The oral (gavage) administration of 1,6-hexanediol reaction product chloromethyloxirane to pregnant rats during gestation at dose levels of 30, 100 and 300 mg/kg bw/day, resulted in marginal effects on body weight performance and food consumptions at 300 mg/kg bw/day. However, due to the small differences in comparison to control and the fact that no significant effects were noted in the clinical condition of these animals, the effects were considered not to be adverse in nature. The stomach findings noted in three female animals were also considered to be non-adverse as they are considered not to be relevant to humans; the unique structure of the rodent’s stomach is considered to have led to a prolonged exposure to the test item and the corresponding anatomical area is not present in man.

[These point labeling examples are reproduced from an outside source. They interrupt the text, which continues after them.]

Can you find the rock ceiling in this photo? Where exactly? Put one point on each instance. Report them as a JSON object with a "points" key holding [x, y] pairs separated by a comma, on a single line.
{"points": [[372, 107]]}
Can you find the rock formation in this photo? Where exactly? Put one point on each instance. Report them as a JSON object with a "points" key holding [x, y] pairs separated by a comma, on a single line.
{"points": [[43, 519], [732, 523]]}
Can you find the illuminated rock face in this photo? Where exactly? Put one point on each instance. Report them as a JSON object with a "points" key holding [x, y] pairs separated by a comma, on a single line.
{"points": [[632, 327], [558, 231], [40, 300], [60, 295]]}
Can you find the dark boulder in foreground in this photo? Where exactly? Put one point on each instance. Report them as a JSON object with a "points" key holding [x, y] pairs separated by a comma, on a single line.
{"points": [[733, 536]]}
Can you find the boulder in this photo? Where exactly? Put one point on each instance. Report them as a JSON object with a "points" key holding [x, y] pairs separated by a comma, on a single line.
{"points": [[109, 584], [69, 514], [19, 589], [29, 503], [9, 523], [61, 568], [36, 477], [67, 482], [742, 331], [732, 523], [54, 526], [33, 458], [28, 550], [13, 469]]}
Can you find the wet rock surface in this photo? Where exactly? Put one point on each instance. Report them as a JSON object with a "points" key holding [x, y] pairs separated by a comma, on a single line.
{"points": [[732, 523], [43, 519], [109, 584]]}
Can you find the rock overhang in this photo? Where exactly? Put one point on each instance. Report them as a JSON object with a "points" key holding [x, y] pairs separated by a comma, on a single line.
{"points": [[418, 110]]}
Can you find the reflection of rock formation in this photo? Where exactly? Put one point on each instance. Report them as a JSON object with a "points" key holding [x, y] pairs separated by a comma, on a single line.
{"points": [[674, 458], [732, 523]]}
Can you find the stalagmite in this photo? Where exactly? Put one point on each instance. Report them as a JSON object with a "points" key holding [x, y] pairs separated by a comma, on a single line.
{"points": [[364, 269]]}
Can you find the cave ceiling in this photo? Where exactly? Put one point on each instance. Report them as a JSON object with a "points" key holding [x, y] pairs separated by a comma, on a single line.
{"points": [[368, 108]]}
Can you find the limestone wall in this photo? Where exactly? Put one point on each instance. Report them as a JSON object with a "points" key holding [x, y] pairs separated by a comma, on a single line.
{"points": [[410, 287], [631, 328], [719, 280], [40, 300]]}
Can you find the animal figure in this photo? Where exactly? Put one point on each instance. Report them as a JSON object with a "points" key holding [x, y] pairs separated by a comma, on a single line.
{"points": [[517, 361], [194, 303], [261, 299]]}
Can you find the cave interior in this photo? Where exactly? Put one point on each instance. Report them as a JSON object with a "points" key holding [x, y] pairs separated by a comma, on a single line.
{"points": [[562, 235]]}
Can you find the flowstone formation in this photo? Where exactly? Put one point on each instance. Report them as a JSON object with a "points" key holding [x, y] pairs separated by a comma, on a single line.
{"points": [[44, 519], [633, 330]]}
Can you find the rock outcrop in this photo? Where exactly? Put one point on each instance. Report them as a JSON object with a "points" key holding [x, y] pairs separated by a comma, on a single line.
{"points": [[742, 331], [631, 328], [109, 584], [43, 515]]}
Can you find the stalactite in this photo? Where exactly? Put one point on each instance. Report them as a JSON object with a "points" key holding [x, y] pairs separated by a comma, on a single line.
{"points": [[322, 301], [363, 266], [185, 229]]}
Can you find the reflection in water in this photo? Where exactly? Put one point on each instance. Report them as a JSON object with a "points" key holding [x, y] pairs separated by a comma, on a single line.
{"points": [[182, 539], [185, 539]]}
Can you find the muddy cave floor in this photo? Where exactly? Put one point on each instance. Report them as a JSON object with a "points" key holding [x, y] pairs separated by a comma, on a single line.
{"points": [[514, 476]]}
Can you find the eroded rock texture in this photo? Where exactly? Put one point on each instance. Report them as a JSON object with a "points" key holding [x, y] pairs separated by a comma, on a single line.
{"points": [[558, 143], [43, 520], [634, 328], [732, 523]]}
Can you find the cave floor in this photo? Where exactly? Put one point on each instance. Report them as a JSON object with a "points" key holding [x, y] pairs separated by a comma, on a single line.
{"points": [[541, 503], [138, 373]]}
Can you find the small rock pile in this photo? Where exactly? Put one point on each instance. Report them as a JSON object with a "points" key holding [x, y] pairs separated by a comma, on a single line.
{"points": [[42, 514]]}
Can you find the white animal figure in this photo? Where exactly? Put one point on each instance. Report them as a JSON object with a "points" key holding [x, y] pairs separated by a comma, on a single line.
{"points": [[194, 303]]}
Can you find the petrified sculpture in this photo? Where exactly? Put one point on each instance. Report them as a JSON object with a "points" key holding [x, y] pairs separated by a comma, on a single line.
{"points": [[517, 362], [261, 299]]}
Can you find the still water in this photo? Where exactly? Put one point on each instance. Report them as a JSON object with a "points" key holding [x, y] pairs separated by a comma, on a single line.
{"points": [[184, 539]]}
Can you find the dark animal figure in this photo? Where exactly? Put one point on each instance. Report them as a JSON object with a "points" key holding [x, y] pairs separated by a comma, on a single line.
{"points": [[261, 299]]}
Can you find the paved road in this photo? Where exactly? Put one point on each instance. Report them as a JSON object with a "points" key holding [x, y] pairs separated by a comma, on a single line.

As such, in terms of risk assessment, 300 mg/kg bw/day was considered to represent the No Observed Adverse Effect Level (NOAEL) for the pregnant female.

No treatment-related changes were detected in the offspring parameters measured or on embryofetal development. The ‘No Observed Effect Level’ (NOEL) for developmental toxicity was therefore considered to be 300 mg/kg bw/day.